Angela Burchett is an international award-winning screenwriter and also a film producer. She has written, co-written or adapted over 10 films. Her workshops for authors range from high school level to adult. Recently taking off her film hat, she is shopping one novel and has begun the first in a five-book Christian suspense series. Angela, who sometimes uses the pseudonym Angela E. Gabriel, lives in the Southeast with her pet ducks, horses, her husband and his chickens. To learn more, follow her on Twitter.
Let the conversation begin!
What is the most important thing to keep in mind when writing?
Know your market! Ask yourself who will read your book, who is the target audience? Writing is part creativity and part business savvy, so always keep in mind that you will need to know how to market yourself and your work. If you are going to pitch your new urban fantasy novel, you cannot simply throw it to an agency as a story for EVERYONE and they will ALL LOVE IT! Know that it is intended for “Native American females ages 14-18” or “young adults 18-28.” If you know who they can market to, then you can answer this in your query/proposal. Knowing your demographic (your audience), will help you keep your story appropriate to them as you write, as if you are verbally telling your story directly to them. (Also, I have to add my pet peeve… please do not rely solely on spell check! Buy a great dictionary and keep it with you.)

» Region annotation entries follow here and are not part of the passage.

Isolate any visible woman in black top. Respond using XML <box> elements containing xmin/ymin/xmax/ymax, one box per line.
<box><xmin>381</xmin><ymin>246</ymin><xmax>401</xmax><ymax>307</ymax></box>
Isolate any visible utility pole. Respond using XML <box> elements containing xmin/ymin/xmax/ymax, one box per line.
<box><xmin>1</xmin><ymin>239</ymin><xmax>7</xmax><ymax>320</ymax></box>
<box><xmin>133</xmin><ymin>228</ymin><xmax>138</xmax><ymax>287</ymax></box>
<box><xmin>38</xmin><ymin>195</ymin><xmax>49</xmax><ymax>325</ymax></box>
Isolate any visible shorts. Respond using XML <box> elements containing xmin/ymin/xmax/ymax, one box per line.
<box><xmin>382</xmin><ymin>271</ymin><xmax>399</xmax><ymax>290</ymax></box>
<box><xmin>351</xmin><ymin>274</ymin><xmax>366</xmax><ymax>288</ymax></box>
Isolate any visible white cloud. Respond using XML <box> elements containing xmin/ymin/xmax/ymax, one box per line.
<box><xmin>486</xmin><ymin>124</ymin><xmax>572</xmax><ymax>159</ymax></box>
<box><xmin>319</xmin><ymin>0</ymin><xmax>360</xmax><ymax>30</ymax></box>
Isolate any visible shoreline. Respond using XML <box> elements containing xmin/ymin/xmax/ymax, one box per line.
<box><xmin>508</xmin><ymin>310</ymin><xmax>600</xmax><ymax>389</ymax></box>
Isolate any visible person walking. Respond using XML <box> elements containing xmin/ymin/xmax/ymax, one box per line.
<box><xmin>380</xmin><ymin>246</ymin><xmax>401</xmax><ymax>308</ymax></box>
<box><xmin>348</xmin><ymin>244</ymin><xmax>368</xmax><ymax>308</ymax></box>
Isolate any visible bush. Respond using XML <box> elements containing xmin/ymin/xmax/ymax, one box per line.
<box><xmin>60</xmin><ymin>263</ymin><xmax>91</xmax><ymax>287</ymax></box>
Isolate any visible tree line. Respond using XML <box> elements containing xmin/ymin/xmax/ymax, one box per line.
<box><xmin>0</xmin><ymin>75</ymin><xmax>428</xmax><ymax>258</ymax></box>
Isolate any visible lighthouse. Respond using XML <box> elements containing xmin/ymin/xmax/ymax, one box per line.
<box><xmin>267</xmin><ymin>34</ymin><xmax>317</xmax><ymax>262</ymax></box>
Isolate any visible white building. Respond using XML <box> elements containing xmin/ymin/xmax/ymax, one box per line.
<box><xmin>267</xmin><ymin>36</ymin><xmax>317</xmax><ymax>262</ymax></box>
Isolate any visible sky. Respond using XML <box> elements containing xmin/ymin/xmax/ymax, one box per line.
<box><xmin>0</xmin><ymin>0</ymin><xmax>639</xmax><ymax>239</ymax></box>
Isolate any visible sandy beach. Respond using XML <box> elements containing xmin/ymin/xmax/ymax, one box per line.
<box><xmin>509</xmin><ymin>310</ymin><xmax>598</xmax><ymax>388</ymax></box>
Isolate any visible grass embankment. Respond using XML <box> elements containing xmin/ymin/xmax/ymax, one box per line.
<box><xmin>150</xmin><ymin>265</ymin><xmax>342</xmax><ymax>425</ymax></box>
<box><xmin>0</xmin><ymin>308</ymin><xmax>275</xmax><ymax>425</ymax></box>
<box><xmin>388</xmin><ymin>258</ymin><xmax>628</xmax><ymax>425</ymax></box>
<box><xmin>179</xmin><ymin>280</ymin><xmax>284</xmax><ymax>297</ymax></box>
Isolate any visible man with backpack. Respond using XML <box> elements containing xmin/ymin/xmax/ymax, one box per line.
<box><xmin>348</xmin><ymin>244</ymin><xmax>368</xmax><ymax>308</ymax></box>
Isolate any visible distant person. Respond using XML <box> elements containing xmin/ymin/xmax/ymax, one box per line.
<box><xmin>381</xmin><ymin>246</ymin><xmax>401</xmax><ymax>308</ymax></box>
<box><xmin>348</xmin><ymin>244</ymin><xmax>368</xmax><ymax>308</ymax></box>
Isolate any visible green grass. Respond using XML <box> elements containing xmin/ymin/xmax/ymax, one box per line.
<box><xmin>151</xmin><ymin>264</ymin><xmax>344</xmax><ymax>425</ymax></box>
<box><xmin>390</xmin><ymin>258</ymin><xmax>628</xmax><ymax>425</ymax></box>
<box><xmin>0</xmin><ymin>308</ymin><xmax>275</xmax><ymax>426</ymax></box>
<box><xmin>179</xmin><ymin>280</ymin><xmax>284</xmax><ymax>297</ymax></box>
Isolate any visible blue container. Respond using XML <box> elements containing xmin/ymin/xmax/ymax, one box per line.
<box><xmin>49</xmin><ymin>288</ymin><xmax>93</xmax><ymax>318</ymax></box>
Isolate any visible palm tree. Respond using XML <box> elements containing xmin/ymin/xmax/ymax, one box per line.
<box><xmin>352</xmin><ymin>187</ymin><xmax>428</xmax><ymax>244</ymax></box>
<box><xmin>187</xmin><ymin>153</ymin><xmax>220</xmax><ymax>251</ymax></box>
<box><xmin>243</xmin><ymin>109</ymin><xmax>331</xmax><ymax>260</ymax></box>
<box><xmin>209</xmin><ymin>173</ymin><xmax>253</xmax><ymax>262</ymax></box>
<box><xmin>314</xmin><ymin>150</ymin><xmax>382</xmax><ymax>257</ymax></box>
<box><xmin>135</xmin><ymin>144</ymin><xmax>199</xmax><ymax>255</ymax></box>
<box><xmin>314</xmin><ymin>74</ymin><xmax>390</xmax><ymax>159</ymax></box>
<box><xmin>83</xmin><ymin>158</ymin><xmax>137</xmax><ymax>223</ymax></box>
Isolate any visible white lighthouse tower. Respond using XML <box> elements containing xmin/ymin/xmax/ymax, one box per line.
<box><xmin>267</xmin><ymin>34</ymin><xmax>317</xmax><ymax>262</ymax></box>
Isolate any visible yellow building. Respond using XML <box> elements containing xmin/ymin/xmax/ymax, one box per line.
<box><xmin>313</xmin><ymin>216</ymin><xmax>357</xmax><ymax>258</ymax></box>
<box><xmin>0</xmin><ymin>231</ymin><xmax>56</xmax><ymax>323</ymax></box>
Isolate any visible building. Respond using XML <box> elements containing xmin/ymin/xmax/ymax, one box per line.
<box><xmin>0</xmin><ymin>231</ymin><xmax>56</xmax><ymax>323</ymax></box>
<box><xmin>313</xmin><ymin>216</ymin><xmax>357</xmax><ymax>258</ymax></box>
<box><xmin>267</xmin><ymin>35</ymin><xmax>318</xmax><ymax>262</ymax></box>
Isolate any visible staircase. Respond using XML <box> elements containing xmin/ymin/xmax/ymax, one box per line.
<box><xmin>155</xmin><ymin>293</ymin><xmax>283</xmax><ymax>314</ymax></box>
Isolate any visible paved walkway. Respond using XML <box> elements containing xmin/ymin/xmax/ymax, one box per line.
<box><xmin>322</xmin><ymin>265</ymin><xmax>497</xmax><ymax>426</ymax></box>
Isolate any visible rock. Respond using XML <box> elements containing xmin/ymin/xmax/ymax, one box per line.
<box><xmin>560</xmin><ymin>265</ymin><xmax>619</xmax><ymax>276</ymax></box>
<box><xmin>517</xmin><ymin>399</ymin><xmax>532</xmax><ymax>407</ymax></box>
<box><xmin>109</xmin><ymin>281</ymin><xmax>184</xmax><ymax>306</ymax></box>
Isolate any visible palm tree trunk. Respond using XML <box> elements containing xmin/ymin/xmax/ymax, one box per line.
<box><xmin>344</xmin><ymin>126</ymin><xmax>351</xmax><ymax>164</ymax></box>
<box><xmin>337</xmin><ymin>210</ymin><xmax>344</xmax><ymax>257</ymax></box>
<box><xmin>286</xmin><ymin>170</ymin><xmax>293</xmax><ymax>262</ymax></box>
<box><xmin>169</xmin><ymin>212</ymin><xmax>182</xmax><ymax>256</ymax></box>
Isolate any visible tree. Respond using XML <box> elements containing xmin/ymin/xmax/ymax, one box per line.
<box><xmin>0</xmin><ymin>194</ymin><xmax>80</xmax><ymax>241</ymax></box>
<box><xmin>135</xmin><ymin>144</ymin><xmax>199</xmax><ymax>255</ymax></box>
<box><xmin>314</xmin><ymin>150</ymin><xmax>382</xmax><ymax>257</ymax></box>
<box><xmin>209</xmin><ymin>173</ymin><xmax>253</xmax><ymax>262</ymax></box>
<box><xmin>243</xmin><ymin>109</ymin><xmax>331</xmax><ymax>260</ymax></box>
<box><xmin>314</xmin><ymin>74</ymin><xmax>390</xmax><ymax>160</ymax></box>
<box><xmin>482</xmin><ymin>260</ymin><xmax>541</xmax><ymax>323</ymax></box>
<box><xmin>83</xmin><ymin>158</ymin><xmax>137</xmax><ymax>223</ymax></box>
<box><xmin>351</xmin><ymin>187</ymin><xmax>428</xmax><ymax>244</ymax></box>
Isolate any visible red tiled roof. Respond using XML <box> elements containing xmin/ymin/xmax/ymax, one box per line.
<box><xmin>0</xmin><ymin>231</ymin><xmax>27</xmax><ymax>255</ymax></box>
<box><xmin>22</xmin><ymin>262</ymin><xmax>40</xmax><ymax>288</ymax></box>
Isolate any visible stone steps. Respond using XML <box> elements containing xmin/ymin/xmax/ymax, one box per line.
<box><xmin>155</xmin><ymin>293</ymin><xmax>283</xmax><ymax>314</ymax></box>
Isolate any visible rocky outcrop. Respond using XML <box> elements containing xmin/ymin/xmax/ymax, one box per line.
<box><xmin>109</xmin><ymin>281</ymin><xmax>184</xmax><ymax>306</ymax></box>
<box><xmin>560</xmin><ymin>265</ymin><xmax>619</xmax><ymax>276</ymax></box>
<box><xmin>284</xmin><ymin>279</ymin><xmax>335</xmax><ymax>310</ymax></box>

Do you always know how a story’s going to end?
For the most part, yes. Sometimes the characters will dictate a surprise close to the end, if fiction. A lot of screenwriting can change on the fly, so while I always have an idea, I leave myself loose for changes.
Or at least, whether your main character has a happy or tragic ending?
Indeed. I knew I wanted Kasia to struggle in the initial books of this series, so not every book will end happily for her. As her story arcs, some tragedy remains, however, she does end up satisfied in her heart. In my first novel I knew before I began writing that only three characters would actually live.
Do you know what happens to your characters after the last page ends?
With screenwriting, no. Given that it is a process in which the characters are filled by an actor in due course, I know they and their director will take the character on their path. If I kept ‘babysitting’ the script, I could never let go. Screenwriting means write the best film you can, and trust the production team to do their jobs. With fiction, I sometimes miss a character so much that I will cross him/her over into another book or short story. I have a cross-over already with the Christian Rayburn character.
Does something different inspire you to write every story, or is it sometimes the same thing?
They all have different sources. Every single one of them.
What are your favorite scenes to write?
Action and dialogue with screenwriting. Comedy in that venue is harder. Fiction and short story writing give me much more excitement in some ways because I do like to set up an atmosphere. I like writing high action/suspense/thrilling scenes that move the story forward.
Do you develop your characters or your plot lines first?
Screenwriting is usually based off plot lines. I have had many short stories and one novel based solely from characters.
Which one is a better base to build a story off of?
To me, it depends on your gut reaction. I may drive by someone who looks totally interesting, and then five minutes later I am dictating into my digital recorder a story about them and anything can evolve from that point. When approached for a film, there is usually a story in mind and I end up creating characters to help the movement or content.